The Texas Board of Education has been meeting this week to revise its social studies curriculum. During the past three days, “the board’s far-right faction wielded their power to shape lessons on the civil rights movement, the U.S. free enterprise system and hundreds of other topics”:
– To avoid exposing students to “transvestites, transsexuals and who knows what else,” the Board struck the curriculum’s reference to “sex and gender as social constructs.”
– The Board removed Thomas Jefferson from the Texas curriculum, “replacing him with religious right icon John Calvin.”
– The Board refused to require that “students learn that the Constitution prevents the U.S. government from promoting one religion over all others.”
– The Board struck the word “democratic” from the description of the U.S. government, instead terming it a “constitutional republic.”
Tell me how a university is supposed to try and teach those kids…anything. Those school boards are grimly determined to keep their kids from crossing over to the other side in the culture war…the side where the pursuit of knowledge isn’t just a good thing, but a great adventure…and in the process they’re locking them behind their own down home version of the iron curtain. A university admissions officer is going to look at their school system and know right away that kid will never make it past their first year, possibly not even their first semester, and they simply won’t bother with them. That’s not the university’s fault. It’s one thing to make room for an urban minority kid whose disadvantage is money, and another to give that seat to a rural kid whose disadvantage is money and Intelligent Design.
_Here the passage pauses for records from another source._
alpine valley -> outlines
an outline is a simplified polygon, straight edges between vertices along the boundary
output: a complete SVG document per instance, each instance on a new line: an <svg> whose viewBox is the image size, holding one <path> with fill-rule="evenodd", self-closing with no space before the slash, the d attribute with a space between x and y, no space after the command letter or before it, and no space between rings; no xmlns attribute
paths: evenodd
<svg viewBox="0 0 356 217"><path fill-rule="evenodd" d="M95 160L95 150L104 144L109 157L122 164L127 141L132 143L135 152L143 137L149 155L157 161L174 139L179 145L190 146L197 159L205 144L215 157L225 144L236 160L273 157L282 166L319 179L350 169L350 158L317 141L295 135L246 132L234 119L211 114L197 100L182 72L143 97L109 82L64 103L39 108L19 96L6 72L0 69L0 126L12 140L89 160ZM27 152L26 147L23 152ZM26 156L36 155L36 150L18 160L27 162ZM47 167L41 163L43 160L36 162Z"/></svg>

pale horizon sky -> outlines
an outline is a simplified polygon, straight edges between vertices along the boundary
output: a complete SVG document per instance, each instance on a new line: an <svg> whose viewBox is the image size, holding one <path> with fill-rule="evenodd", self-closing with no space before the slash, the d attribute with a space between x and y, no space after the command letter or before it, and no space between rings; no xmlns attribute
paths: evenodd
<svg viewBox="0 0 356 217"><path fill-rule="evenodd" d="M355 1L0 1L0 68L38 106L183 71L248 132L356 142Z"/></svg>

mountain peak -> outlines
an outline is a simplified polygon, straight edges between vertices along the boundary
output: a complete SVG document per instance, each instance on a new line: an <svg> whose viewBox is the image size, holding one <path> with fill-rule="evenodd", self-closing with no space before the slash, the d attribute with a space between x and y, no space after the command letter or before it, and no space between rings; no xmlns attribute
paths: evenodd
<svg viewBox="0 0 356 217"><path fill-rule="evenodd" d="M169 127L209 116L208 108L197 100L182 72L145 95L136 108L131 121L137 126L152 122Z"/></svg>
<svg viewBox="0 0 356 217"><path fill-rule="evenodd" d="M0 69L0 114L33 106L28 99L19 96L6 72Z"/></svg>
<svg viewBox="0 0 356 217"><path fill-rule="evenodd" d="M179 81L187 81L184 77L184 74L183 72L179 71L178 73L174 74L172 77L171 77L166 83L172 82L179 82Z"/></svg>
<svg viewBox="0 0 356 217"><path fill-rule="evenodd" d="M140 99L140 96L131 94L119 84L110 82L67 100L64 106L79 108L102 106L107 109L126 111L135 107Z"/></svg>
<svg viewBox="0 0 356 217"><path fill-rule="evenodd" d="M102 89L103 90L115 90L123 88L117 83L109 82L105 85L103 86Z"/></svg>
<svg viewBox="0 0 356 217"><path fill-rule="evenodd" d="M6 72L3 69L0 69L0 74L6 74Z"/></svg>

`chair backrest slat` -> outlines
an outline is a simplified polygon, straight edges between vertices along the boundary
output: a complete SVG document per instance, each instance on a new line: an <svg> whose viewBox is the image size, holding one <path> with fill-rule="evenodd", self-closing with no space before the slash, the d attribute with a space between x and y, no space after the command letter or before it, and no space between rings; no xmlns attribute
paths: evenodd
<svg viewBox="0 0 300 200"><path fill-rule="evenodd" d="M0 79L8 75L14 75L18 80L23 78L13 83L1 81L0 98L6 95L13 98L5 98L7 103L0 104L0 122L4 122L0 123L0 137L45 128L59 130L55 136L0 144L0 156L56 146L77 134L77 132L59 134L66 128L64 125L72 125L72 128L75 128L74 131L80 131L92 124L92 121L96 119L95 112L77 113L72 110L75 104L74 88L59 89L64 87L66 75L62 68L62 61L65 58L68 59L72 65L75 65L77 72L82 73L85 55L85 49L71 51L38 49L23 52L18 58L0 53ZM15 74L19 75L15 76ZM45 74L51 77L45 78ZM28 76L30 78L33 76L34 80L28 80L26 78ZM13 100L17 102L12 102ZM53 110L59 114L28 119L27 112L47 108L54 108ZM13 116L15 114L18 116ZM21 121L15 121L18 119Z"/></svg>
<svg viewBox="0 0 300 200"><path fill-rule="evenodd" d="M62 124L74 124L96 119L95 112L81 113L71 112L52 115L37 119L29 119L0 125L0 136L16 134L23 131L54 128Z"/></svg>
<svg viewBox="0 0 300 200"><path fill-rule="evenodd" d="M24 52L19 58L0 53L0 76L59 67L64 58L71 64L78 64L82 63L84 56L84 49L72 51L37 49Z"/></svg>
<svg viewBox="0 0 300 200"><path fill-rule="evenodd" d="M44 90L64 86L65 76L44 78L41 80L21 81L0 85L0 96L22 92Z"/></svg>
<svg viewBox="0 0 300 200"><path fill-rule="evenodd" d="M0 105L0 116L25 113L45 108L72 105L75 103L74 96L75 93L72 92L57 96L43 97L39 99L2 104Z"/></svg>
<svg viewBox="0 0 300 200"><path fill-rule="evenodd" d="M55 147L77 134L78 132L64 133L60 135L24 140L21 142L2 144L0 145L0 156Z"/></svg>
And yes, it is very, very bad for this country to have it divided into well educated urban citizens verses people who have had any genuine desire to Learn pummeled out of them by a culture scared to death of anything resembling independence of thought. I would argue that the “gatekeepers of elite education” really do need to do some serious educational outreach to the white rural population. But do you understand the explosion of bitter hate and resentment that reaching out to those communities, trying, really trying hard, and with energy, to bring them science, world literature, logic and semantics, and all the humanities that they’ve been mocking for generations as “effete”…do you understand the nuclear explosion that would follow? The howls of “elitist cultural aggression” would be defining. And their republican enablers would take to the talk radio airwaves and cable TV junkyards with proof…proof mind you, that the elites were trying to brain wash their children…possibly to make them gay…ban the bible, impose a socialist new world order and sell their white women to the negros as reparations.
Try…just try…to bring the rural white population into higher education in greater numbers and they’ll just dig themselves even deeper, deeper into the gutter, to prevent their children from ever learning anything that might make them question that bedrock of bigotry, paranoia and resentment their culture sits and sulks on. I can appreciate that urban minorities have their own host of problems preventing them from getting into the better Universities… poverty… crime… violence… a general breakdown of family and community. But the problem isn’t that “the gatekeepers of elite education” are prejudiced against low income white people. The problem is that a kid in a drug gang infested urban slum whose school is falling apart because their city has no money actually has a better chance of leaving grade school being able to think for themselves then a kid from bible belt America does.
He argued that the gift of tongues was real and that education was a snare. Once his children could read the Bible, he said, they had enough. Beyond lay only infidelity and damnation. Sin stalked the cities. Dayton itself was a Sodom. Even Morgantown had begun to forget God…
[Edited and expanded a tad for clarity…]
July 27th, 2010 at 12:39 am
Grim, but it seems to me accurate. So is there any hope of change in the Bible belt? I very much hope so.